Todos os animais recebem um chip auricular, o Electronic Sow Feeding (ESF). Ao ingressar na máquina, por meio do chip é acionado o sistema que abre o cocho e dosa a quantidade de ração, definida para cada matriz via computador. “Teremos melhor conversão alimentar, sem desperdício.”

Dentro das baias de gestação, as matrizes ficarão soltas em grupos de 80 animais. Elas se organizam de forma hierárquica para se alimentar e dispõem de área de descanso para seu conforto. De acordo com Bayer, esse modelo de granja é um exemplo para quem deseja conciliar eficiência e responsabilidade socioambiental

Os 150 mil litros de dejetos gerados a cada oito dias serão tratados em uma estação. Pelo sistema, é separado o sólido do líquido, e a água, ultrafiltrada, será reutilizada na granja para limpeza e consumo dos animais. “O esterco, após 120 dias armazenado, vira adubo orgânico.” Outra granja de modelo semelhante está em fase de instalação em Nova Bréscia, da integradora BRF.

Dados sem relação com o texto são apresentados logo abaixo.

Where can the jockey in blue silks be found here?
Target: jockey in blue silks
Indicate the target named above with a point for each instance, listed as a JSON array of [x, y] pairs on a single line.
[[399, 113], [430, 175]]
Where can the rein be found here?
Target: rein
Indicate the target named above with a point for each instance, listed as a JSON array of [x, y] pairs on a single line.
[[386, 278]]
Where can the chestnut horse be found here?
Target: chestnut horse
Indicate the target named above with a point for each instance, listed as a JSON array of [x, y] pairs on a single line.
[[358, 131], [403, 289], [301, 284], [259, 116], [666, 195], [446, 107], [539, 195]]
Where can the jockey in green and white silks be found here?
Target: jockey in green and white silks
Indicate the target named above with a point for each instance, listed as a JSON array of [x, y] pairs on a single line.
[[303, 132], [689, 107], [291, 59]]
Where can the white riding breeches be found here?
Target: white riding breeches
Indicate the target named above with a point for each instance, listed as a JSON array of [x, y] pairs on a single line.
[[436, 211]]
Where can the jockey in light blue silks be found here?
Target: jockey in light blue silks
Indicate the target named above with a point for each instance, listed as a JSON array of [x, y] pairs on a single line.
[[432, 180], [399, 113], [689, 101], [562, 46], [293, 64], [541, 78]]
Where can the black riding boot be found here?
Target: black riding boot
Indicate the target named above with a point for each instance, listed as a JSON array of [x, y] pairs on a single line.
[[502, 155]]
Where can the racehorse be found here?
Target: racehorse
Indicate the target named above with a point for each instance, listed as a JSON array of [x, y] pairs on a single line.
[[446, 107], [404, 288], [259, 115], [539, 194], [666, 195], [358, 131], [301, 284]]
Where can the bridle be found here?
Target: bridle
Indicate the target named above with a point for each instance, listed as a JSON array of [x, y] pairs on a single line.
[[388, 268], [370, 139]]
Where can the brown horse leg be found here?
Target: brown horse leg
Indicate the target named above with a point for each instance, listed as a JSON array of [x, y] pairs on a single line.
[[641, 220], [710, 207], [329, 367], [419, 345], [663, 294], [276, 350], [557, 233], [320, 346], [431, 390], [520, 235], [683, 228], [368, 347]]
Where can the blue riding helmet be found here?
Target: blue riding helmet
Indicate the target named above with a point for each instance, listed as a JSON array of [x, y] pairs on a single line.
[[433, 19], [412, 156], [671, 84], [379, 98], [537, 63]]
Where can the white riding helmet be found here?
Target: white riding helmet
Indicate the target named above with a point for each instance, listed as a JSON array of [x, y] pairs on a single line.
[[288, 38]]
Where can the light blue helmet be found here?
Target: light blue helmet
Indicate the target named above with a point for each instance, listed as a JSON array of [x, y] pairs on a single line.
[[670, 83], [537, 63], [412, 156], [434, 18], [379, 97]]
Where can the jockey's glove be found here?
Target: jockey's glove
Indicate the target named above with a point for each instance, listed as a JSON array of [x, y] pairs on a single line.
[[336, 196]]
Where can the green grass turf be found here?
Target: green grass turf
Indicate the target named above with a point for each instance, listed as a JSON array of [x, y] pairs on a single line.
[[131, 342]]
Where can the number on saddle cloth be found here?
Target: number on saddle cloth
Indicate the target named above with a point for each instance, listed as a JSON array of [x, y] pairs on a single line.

“O modelo antigo é desumano”

Orlando Horst, pai de Alberto, é produtor de suínos desde 1989. Tem 360 matrizes alojadas no sistema de gaiolas, onde ficam presas durante todo processo. Apenas conseguem deitar, levantar, beber e comer. “É desumano manter este modelo. Na prática em outros países temos a prova de quanto mais confortáveis estão, melhor é o rendimento.”

Horst registra muitos problemas de saúde, interferência na taxa de reprodução e altos índices de estresse. “O bom manejo influencia na qualidade do leitão parido, da carne produzida, interfere até na maciez e no sabor. Sem contar que a sociedade não admite mais que os animais sofram maus-tratos.”

Segundo ele, os produtores têm “liberdade” para escolher seu modelo de produção, mas no futuro sofrerão com uma imagem ruim entre os consumidores, o que pode gerar prejuízos, assim como já ocorre na Alemanha e nos Estados Unidos. “Lá grandes redes de restaurantes exigiram mudanças na forma de produzir. Fatalmente chegará aqui.” A JBS, uma das maiores processadoras de proteína animal, pretende se adequar às normas de bem-estar até 2025.